2012/05/17

社会保障と税の一体改革

 社会保障と税の一体改革に関する衆院特別委員会は、消費増税法案など関連7法案の実質審議に入りました。

 しかし、マスコミが報じるのは、一体改革の中身の話よりも、主には消費税と政局の話のように思えます。

 ですから、国民の関心の多くは、消費税率の引き上げに向けられていますが、健康保険や年金の制度改革が、消費税と同等の負担増になることがあまり知られていません。実際は、消費税を5%上げるだけでは財源が全く足らないのです。

 大和総研の試算では、健康保険や厚生年金の料率変更などによって給与から天引きされる金額が増え、夫婦の一方だけが働く年収500万円(手取り429万円)の4人世帯では、可処分所が2016年に年間で17万円も減少するそうです。同じように、年収1,000万円(手取り781万円)の世帯では、可処分所が年間55万円減少するそうです。

 また、厚生年金への加入義務の対象を広げる動きもあります。2016年度からは週20時間以上で、勤続1年以上、年収94万円以上(従業員501人以上の企業のみ。)に広げようとしています。
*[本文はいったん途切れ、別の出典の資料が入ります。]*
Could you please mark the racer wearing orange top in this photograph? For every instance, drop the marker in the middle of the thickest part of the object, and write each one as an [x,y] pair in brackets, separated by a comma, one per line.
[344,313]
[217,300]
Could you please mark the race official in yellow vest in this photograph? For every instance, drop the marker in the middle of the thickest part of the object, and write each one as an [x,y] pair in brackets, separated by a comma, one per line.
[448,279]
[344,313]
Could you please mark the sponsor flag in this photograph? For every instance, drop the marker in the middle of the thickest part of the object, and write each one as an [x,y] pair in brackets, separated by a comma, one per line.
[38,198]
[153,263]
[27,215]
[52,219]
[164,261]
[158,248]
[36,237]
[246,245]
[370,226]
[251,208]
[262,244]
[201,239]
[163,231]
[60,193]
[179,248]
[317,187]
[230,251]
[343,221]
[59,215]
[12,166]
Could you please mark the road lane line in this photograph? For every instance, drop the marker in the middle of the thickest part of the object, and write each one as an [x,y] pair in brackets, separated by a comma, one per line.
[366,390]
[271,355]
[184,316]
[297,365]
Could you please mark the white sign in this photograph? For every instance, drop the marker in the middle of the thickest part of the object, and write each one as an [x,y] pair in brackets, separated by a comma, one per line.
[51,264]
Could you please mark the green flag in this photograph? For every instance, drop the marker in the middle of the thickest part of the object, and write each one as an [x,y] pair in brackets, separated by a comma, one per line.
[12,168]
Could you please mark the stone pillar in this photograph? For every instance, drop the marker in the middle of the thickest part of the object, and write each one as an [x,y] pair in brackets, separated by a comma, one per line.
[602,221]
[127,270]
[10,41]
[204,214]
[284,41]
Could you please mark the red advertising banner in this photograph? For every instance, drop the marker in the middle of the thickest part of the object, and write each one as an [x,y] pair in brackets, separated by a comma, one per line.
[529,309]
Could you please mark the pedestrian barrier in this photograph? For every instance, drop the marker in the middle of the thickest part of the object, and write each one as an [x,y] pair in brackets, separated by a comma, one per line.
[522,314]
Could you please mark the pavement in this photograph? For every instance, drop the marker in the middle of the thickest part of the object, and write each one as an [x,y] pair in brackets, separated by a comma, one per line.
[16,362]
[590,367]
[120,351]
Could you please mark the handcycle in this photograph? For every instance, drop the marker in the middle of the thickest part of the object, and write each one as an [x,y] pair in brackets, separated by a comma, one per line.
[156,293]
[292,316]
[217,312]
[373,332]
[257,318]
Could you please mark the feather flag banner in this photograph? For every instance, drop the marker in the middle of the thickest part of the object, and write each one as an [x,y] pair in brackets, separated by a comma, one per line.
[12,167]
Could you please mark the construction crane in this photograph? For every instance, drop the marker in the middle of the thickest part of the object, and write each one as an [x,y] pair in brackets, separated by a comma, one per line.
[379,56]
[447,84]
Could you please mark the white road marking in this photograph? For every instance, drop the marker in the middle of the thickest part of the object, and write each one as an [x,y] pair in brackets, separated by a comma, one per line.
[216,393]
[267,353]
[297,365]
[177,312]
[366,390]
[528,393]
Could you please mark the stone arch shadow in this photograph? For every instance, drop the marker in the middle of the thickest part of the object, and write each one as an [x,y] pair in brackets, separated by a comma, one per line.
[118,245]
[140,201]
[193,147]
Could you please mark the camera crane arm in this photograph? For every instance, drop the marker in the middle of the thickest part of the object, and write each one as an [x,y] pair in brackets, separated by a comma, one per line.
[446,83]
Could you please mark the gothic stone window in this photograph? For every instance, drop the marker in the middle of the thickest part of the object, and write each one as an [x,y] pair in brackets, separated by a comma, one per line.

 健康保険料率の引き上げや年金の加入枠の拡大は増税と変わらない影響があり、多くの方には、むしろ、こちらの方が負担感が重いかもしれません。

 そして、健康保険や厚生年金の料率変更は労使折半ですから個人だけでなく、企業にとっても大きな負担増になります。

 これまで企業は国際競争に打ち勝つために、総人件費を上げないように努力してきましたが、健康保険や厚生年金の料率変更による人件費の膨張は、確実に企業の競争力を弱めることになると思いますが、対策は議論されていません(北欧ですら、企業に対し競争力を弱める負担を求めていないのに、日本の無策にはあきれます。)。

 小沢一郎は消費税増税に反対していますが、増税が無くてもそれ以外で負担は増えていきます。財政の持続性と世代間の公平性などを考えても、政府案以上の消費税増税は避けられないと思います。

 社会保障と税の一体改革に関する衆院特別委員会での中身の徹底した審議をお願いしたいと思います。